If we dare to be that involved as counselors, if we don’t stay distant and we really try to be there for the other person, we will probably start feeling some of our own distresses. If someone is working on a deep sadness, and we put our arms around that person, and he or she starts crying hard, most of us feel like crying, too. This is because we have similar hurts that we’re not done crying about. At that point most of us get confused. Knowing it is not our turn to be client, we try to get control of ourselves, and stop discharging, and hold our position as counselor, even though we are not thinking well anymore. That’s actually a mistake. It is all right if we cry with our client—as long as we don’t let our minds get pulled into our own distresses, as long as we keep thinking about our client and his or her struggle, as long as we stay counselor. For most of us as clients, it is reassuring if our counselor starts crying. We know that somebody is actually there enough to understand what was going on for us.

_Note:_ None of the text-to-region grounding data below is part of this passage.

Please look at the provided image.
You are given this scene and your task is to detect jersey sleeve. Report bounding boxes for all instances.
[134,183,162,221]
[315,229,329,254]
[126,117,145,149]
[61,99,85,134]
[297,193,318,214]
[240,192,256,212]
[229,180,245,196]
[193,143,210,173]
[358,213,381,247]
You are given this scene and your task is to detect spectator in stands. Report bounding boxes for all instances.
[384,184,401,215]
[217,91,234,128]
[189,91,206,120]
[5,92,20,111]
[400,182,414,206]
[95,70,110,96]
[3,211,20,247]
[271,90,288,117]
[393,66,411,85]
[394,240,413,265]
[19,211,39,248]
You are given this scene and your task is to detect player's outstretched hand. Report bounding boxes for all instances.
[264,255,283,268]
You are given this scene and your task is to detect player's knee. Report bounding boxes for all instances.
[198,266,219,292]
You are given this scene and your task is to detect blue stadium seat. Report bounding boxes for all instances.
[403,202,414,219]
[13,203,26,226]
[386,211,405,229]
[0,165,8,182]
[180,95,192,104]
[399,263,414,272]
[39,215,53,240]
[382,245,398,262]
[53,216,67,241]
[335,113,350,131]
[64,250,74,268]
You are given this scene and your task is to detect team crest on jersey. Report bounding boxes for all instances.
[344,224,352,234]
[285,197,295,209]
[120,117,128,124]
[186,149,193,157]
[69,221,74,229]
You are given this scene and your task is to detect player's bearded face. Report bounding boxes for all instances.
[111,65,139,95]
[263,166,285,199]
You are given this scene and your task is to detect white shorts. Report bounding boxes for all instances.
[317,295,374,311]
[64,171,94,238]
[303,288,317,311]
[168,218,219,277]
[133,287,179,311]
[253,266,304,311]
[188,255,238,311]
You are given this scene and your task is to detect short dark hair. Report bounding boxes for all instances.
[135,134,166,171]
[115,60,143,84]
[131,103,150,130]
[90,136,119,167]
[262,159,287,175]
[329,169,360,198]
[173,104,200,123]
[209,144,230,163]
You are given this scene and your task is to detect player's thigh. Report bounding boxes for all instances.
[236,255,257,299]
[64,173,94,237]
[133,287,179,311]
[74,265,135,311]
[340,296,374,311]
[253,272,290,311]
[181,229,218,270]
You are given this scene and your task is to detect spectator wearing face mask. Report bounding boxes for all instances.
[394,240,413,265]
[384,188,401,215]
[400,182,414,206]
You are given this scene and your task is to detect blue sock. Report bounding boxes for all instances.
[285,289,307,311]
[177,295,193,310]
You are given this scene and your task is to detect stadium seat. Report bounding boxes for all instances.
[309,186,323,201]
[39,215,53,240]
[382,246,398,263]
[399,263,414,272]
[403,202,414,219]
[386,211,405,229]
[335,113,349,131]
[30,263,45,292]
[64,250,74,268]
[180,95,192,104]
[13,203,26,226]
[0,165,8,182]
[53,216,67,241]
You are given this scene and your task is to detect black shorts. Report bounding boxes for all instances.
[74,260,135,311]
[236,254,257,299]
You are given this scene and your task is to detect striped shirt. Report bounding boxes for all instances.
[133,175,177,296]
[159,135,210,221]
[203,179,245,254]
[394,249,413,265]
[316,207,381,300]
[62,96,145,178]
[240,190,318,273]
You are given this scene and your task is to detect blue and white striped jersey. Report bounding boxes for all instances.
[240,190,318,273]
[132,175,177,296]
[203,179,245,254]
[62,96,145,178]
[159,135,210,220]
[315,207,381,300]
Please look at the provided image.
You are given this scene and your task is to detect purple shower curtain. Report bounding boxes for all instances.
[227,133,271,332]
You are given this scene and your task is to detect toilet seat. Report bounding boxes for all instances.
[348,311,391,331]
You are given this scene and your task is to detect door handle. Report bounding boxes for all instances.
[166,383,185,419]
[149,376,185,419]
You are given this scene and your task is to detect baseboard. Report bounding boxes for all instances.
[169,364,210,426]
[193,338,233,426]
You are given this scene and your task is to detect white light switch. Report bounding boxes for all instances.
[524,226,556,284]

Sometimes to be a good counselor you have to discharge. To be able to stay there and keep thinking, you have to be crying. You may have done this with people you care about outside of counseling. You know the fights you have had that worked? When both of you ended up crying at each other, and you stayed there, and you talked, and you cried, but you didn’t give up? You know those were the good fights because both of you were so happy afterward, because you were able to discharge enough to not lose contact with each other. It was a victory over both of your distresses that you were able to talk, and communicate, and keep discharging enough that the distresses didn’t separate you. It’s a little like that in counseling sometimes—to stay there and stay thinking about the person, you have to be crying, too.

This isn’t permission to become client, or to act on our frozen longings for being close. Discharging and being client are not necessarily the same things. Being client means it is time to discharge and think about our struggles. But we can also discharge without becoming the client. Very often, when people face challenges in their lives, if they feel they have enough support they start discharging as they do it, and it usually lets them think farther and do better. Lots of people shake and perspire all the way through talks they give to people. Many people have to cry as they talk about things that are important to them. Lots of us have to giggle and sweat off our embarrassment as we try many different things.

Don’t let the fact that your feelings come up as counselor stop you from being counselor. You will be a much better counselor if you keep going after your client, no matter what runs down your face.